2 septembre 2010
[Lexicomanie — Chômage à tous les étages.]

Dans la plupart des langues européennes, ledit «chômeur» ne se nomme que par défaut, lacune ou carence. En italien, il est «désoccupé» (disoccupato); en anglais il est «inemployé» (unemployed) ou «non-travailleur» (nonworker); en allemand, il est «sans-travail» (arbeitslos), tout comme en polonais (bezrabotni) ou en espéranto (senlaboreco); en serbe, il n’y a pas de mot, alors on fait une phrase complète, on dit «une personne qui ne travaille pas» (lice koje ne radi); en portugais, il est «désemployé» (desempregado), en espagnol idem (desemplado), même si, exception remarquable, une appellation alternative coexiste, «oisif sur pied» (parado)…

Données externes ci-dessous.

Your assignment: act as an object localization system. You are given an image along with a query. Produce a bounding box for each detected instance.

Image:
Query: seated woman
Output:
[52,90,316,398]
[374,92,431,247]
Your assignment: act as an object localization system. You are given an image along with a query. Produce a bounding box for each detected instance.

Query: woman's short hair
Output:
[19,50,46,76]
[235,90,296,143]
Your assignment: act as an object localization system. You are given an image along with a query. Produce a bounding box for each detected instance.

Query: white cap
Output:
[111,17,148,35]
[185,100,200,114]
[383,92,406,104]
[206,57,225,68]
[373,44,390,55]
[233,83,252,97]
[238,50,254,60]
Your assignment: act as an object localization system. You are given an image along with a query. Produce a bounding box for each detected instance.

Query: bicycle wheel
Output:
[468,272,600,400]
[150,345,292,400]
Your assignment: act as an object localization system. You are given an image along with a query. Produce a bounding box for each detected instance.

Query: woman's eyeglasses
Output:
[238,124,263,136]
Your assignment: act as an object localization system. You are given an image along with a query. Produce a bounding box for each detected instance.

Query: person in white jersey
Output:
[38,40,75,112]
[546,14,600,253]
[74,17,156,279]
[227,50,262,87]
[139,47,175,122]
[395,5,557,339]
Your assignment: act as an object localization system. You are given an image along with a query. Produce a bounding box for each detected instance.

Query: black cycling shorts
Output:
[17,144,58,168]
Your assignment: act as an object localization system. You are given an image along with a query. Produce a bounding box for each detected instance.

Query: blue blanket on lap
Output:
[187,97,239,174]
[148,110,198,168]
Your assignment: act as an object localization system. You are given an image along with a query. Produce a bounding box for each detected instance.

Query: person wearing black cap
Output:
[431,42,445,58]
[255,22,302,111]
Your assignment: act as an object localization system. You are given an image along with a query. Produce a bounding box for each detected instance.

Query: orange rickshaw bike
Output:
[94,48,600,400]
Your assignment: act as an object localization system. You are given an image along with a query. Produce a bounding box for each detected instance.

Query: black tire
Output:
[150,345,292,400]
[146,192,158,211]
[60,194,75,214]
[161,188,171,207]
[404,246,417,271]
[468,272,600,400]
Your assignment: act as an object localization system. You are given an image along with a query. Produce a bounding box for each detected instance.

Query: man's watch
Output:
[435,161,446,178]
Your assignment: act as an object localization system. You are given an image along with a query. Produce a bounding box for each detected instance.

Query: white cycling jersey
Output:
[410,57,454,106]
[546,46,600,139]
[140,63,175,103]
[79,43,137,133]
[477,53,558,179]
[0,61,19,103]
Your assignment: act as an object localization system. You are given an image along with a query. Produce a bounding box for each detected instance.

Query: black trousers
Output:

Mais en français, c’est chômeur qui s’est imposé à l’usage, selon une étymologie qui ne présuppose aucun manque, ni privation ou contrariété, puisque le mot provient du latin caumare, «se reposer pendant la chaleur», descendant lui-même du grec kauma, «chaleur brûlante», et par extension «calme» au sens figuré. Comme si l’esprit méditerranéen de la sieste s’était réfugié dans notre vocabulaire, y maintenant une zone d’ombre ambiguë, complexe, équivoque… entre farniente et usage de soi, sans avoir besoin de stigmatiser chez le supposé «demandeur d’emploi» un non-travailleur par antiphrase. En se remémorant plutôt ces temps anciens où les rares jours chômés se marquaient d’une pierre blanche sur la saint calendrier.